April 9, 2024 at 10:09AM
The US government is offering bounties for information on ransomware gangs, but challenges remain in collecting information due to rigorous conditions and low payouts. Concerns are raised about the effectiveness of a criminal law enforcement approach in addressing ransomware attacks, compounded by the potential involvement of adversarial nations like Russia. The designation of some ransomware attacks as terrorism is proposed, citing instances of attacks targeting critical infrastructure and causing negative patient outcomes. The need for a stronger government response and reclassification of ransomware attacks as terrorist acts to combat the escalating threat is emphasized.
Meeting Notes Takeaways:
1. **US Government Approach to Ransomware:**
– The government has ramped up efforts, offering bounties for information on ransomware gangs. However, the effectiveness of these bounties is limited due to rigorous conditions and low payouts compared to the revenue of ransomware operators.
– The criminal law enforcement approach might not be enough to make a significant dent in ransomware attacks, especially considering the gray area that allows cybercriminal and nation-state operations to overlap.
2. **Ransomware Operators as Nation-State Proxies:**
– There is a significant overlap between cybercriminal activity and nation-state operations.
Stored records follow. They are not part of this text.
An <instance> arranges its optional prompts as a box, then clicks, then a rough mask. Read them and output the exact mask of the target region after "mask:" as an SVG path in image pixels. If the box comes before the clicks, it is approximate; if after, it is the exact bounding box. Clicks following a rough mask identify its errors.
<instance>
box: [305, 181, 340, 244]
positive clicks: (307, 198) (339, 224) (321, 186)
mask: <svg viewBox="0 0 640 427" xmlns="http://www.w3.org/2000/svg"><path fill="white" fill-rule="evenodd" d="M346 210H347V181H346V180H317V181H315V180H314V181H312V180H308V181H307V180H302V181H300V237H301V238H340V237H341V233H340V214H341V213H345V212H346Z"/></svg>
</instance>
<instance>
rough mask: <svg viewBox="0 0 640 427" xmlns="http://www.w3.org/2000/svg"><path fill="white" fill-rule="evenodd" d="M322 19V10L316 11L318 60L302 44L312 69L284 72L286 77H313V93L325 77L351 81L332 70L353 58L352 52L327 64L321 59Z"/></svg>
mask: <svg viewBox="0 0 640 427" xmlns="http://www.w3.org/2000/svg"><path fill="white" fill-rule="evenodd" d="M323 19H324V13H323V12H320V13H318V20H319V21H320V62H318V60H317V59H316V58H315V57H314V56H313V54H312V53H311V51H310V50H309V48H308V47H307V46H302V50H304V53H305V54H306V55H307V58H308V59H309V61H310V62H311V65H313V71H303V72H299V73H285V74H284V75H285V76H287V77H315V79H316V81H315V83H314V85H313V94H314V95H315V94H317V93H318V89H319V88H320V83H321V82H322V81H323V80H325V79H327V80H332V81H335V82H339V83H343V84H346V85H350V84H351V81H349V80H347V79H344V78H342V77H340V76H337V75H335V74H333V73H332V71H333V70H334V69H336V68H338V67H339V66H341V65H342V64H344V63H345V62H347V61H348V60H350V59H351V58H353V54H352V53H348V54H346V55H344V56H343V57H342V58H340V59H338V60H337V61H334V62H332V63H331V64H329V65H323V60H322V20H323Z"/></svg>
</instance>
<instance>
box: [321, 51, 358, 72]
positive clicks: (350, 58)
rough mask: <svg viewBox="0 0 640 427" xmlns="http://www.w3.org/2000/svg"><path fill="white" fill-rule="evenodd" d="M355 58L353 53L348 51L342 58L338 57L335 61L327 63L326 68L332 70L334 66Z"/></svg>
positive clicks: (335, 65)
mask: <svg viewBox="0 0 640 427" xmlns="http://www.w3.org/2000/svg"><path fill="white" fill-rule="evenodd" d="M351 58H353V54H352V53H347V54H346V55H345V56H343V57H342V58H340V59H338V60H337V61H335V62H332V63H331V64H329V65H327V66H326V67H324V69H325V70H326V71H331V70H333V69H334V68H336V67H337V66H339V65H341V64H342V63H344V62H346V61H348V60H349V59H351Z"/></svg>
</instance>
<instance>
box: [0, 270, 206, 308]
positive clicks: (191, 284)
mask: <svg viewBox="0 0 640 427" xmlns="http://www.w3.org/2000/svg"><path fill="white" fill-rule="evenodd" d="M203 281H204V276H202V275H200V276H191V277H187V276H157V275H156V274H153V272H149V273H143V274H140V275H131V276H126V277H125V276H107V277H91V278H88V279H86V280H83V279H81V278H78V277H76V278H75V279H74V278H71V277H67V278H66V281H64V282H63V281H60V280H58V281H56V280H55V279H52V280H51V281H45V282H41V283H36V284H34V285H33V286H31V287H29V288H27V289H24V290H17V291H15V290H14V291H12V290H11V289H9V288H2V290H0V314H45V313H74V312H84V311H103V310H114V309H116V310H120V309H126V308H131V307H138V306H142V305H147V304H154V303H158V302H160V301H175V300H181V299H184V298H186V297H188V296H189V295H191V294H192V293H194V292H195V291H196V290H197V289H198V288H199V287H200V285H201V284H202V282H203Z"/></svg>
Nations like Russia have been identified as providing safe havens and support for ransomware operations, with the majority of illicit revenue going to Russia-linked attackers.
– Designating some ransomware attacks as terrorism is suggested, given the potential dual nature of these attacks and their impact on critical infrastructure providers, such as healthcare organizations.
3. **Designating Some Ransomware Attacks as Terrorism:**
– Ransomware attacks on critical infrastructure, particularly healthcare organizations, are viewed as a significant national security threat, with reports linking them to negative patient outcomes and potential mortality rates.
– The argument is made to designate some of these attacks as acts of state-supported terrorism, considering their impact on human life and infrastructure, and the potential to intimidate or coerce a civilian population.
4. **The Need for Stronger Government Action:**
– The government response to ransomware attacks targeting critical infrastructure, such as healthcare organizations, is deemed insufficient. Calls for reclassifying these attacks as terrorist acts to leverage new tools and engage in offensive actions deemed appropriate and proportional.
5. **Conclusion:**
– Organizations affected by ransomware attacks lack sufficient protection from the government, and the current approach does not address ransomware as a national security issue. More robust government intervention, beyond guidelines and frameworks, is emphasized to combat ransomware effectively.
These takeaways highlight the complexity of the ransomware threat, the overlap between cybercriminal and nation-state activities, and the calls for a stronger, more proactive government response to address ransomware attacks as a national security issue.